The nation's employment picture may look a little shaky, but that doesn't appear to be the case at U.S. seaports. Quite the opposite, in fact: Ports nationwide have been creating jobs and strengthening the economy.
Port-related activities were responsible for 8.4 million American jobs and nearly $2 trillion in economic output in 2006, according to a new report by the economic consulting firm Martin Associates. Nearly 7 million of those jobs were in companies that have some connection to imports and exports, such as retailers, wholesalers, manufacturers, distributors, and logistics companies. The study, "The Local and Regional Economic Impacts of the U.S. Deepwater Port System, 2006," was based on port-specific economic-impact models combined with updated export and import cargo statistics.
On average, the study found, portsector workers today earn about $50,000 annually.
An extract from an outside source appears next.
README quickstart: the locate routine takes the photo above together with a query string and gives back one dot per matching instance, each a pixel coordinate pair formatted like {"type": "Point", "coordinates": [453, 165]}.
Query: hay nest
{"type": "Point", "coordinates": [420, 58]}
That's $13,000 more per year than the National Average Wage Index, as computed by the Social Security Administration.
The study also reported that businesses that provide goods and services to U.S. seaports either directly or indirectly paid $314.5 billion in total wages and salaries. Furthermore, port-sector businesses generated nearly $2 trillion in business revenues and the value of the goods and services they provided.
"Compared to the last study we developed in 2000 (based upon 1999 data), these figures indicate a significant increase in the financial benefits that the port industry provides the American economy," says Dr. John C. Martin, president of Martin Associates. "This new report shows that port-related activities are contributing to the economy in record numbers."